Mr Trump tweeted: "For every CEO that drops out of the Manufacturing Council, I have many to take their place. Grandstanders should not have gone on. JOBS!"
For every CEO that drops out of the Manufacturing Council, I have many to take their place. Grandstanders should not have gone on. JOBS!— Donald J. Trump (@realDonaldTrump) August 15, 2017
Merck CEO Kenneth Frazier, one of only four African-Americans to lead a Fortune 500 company today, was the first to tender his resignation on Monday.
He was criticised almost immediately by Mr Trump on Twitter.
Then came resignations from Under Armour CEO Kevin Plank and then Intel CEO Brian Krzanich.
Austan Goolsbee, the former chief economist for former president Barack Obama, said the departures suggest the president's response to the violence in Charlottesville could alienate those who work for the companies, and those who buy the products and services that they sell.
"It's certainly a sign that Trump's more controversial stuff isn't playing well with companies selling to middle America," said Mr Goolsbee, now a professor at the University of Chicago.
There had already been departures from two major councils created by the Trump administration that were tied to its policies.
Tesla CEO Elon Musk resigned from the manufacturing council in June, and two other advisory groups to the president, after the US withdrawal from the Paris climate agreement.
Walt Disney Company chairman and CEO Bob Iger resigned for the same reason from the president's Strategic and Policy Forum.
The manufacturing jobs council had 28 members initially, but it has shrunk since it was formed earlier this year as executives retire, are replaced, or, as with Mr Frazier, Mr Musk, Mr Plank, Mr Paul and Mr Krzanich, resign.
Dan Eaton, a business ethics instructor at the San Diego State University Fowler College of Business and a partner at San Diego-based law firm Seltzer Caplan McMahon Vitek, said that while CEOs may feel it is their civic duty to serve the president, their responsibility ultimately is to their shareholders, employees and customers.
"That's something that's always in play, and as a result some companies choose to abstain from getting involved in political roles," he said.
Mr Eaton said that the potential for a public rebuke from a sitting president is not a concern only to those now on advisory panels, but to all who may be asked to serve in the future.
Already, there is a push on social media lobbying other executives to distance themselves from Mr Trump, and resign.
So far, the majority of CEOs and business leaders that are sitting on the two major, federal panels, are condemning racism, but say they want to keep a seat at the table.
"Our commitment to diversity and inclusion is unwavering, and we will remain active champions for these efforts," said a spokesman for Campbell Soup CEO Denise Morrison.

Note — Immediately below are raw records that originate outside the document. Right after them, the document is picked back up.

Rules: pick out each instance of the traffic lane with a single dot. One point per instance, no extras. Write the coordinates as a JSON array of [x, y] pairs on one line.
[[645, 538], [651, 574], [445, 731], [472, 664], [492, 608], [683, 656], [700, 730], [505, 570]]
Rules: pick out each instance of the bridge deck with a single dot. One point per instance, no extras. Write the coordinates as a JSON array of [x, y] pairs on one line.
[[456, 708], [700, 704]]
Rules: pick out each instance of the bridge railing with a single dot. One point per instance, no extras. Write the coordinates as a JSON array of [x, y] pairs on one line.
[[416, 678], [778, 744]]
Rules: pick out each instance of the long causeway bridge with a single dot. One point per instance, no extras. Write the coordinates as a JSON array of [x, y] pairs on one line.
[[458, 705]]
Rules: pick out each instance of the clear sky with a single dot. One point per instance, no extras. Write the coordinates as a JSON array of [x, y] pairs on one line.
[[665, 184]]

"We believe it continues to be important for Campbell to have a voice and provide input on matters that will affect our industry, our company and our employees in support of growth. Therefore, Ms Morrison will remain on the president's Manufacturing Jobs Initiative."
Boeing CEO Dennis Builenburg will also remain.
Lawrence Summers, once the chief economist at the World Bank and senior Treasury official, wondered when more business leaders will distance themselves from Mr Trump.
"After this weekend, I am not sure what it would take to get these CEOs to resign," he tweeted.
After this weekend, I am not sure what it would take to get these CEOs to resign. Demonizing ethnic groups? That has happened.— Lawrence H. Summers (@LHSummers) August 15, 2017
"Demonising ethnic groups? That has happened."